We're seeing this happening more often with kids because kids are spending a whole lot more screen time and they are also spending less time outdoors. We're seeing this myopia incidence going up not just in China, where this study took place, but also everywhere around the world.

This study assesses efficacy and safety of something called naked-eye 3-dimensional vision training. This is a technique that is a computer implementation where the eyes are asked to follow moving things that are on the screen. I would say that my bias against it is it's yet one more exposure to a screen.

They had 227 patients who completed their 6-month follow-up, 102 in their intervention group and 125 in the control group. They looked at axial length and another measure called spherical equivalent refraction in these folks, in these children, at 6 months. Sure enough, they were able to show that this computer-based intervention, abbreviated as NVT treatment, was able to reduce the rate at which myopia was progressing in these kids.
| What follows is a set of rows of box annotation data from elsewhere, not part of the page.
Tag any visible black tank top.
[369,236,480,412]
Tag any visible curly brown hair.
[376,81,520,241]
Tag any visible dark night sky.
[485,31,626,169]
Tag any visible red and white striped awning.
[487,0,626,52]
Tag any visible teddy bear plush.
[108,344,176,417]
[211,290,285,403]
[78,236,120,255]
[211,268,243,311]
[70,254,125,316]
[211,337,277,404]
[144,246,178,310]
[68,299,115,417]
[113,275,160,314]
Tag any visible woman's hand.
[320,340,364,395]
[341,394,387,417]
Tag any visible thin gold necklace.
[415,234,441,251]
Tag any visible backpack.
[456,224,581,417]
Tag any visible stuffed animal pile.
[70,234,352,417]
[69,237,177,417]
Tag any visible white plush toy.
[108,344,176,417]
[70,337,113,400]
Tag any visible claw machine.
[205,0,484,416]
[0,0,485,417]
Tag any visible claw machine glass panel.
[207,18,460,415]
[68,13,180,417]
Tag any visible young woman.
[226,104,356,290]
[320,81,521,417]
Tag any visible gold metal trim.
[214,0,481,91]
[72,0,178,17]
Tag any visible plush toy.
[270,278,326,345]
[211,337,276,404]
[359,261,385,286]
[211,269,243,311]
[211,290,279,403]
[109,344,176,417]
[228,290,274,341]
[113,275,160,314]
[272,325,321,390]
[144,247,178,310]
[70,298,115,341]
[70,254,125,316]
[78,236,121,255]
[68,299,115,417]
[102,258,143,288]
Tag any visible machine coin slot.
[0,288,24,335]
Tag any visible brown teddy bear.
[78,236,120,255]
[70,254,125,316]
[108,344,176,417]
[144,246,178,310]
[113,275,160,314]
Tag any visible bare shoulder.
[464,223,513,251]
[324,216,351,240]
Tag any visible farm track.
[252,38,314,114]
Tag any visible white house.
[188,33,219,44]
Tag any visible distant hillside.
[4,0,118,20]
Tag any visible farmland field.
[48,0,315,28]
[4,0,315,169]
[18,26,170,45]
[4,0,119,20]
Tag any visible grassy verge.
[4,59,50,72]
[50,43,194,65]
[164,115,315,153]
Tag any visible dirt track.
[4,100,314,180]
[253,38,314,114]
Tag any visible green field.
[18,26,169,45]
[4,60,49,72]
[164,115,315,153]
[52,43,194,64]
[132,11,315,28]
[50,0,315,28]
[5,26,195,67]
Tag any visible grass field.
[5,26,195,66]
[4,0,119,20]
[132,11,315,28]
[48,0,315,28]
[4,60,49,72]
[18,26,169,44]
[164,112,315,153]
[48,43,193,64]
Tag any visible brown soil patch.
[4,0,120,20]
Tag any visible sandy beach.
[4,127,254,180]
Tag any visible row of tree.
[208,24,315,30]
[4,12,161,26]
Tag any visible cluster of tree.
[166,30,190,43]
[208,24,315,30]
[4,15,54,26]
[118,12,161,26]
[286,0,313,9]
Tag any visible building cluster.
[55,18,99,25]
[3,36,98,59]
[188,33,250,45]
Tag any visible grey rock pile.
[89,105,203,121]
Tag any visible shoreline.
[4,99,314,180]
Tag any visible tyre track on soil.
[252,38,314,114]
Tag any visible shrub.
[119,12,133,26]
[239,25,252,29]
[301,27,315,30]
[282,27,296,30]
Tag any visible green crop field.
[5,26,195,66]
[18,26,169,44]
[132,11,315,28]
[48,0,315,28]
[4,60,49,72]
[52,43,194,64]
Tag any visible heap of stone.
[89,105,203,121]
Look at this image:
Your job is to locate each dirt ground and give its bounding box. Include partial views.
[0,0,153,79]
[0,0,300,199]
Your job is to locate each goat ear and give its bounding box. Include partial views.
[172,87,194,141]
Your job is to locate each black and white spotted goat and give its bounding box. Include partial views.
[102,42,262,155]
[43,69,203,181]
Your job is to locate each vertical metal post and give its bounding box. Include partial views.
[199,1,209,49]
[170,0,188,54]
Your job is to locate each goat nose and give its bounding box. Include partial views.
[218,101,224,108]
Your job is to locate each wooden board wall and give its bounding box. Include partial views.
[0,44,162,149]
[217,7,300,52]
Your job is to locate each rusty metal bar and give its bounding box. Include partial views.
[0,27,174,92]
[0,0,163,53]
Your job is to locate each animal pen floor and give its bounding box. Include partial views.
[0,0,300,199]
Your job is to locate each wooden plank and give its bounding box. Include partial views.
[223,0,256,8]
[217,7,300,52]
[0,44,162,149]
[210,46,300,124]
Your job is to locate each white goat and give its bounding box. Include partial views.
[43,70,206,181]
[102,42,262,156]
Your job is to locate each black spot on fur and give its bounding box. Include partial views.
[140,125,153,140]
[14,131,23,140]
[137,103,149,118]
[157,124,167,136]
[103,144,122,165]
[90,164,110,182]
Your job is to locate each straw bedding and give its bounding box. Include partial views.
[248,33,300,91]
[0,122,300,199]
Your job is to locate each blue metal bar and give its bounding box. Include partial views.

Rick: For our listeners that may not be familiar with the term myopia, it's also called nearsightedness. We can see things near pretty clearly, but things that are far away look blurry. This is a progressive condition where the eye continues to elongate and it makes it even blurrier. If we can prevent that just by retraining the eye, that's much easier than trying to do some corrective surgery or actually putting eyedrops in. What you described, by the way, is a computer-based program that trains the eye -- it does eye exercises, that's what it does -- and it prevents the eye from actually elongating.

Elizabeth: Yep. As you already pointed out, what are the alternatives? Well, atropine drops, but these are associated with adverse outcomes after they have been used for really a long period of time. I imagine there is probably some level of resistance on the part of kids, and then there are procedures to help with it.

I think that this international increase in myopia is very concerning. If we can actually employ one of the factors, computers, that are involved in the genesis of this condition in order to ameliorate it, that's a good thing.

Rick: It is, and these kids had to view this computer program for just 20 minutes a day. Kids are not averse to watching things on the computer. The only thing I had mentioned, Elizabeth, is the results looked fairly promising at 6 months and that's good, but it's a relatively short time period. What you'd like to do is to extend these studies for a longer period of time to make sure the results are robust and last long.

Elizabeth: On that note then, that's a look at this week's medical headlines from Texas Tech. I'm Elizabeth Tracey.

Rick: And I'm Rick Lange. Y'all listen up and make healthy choices.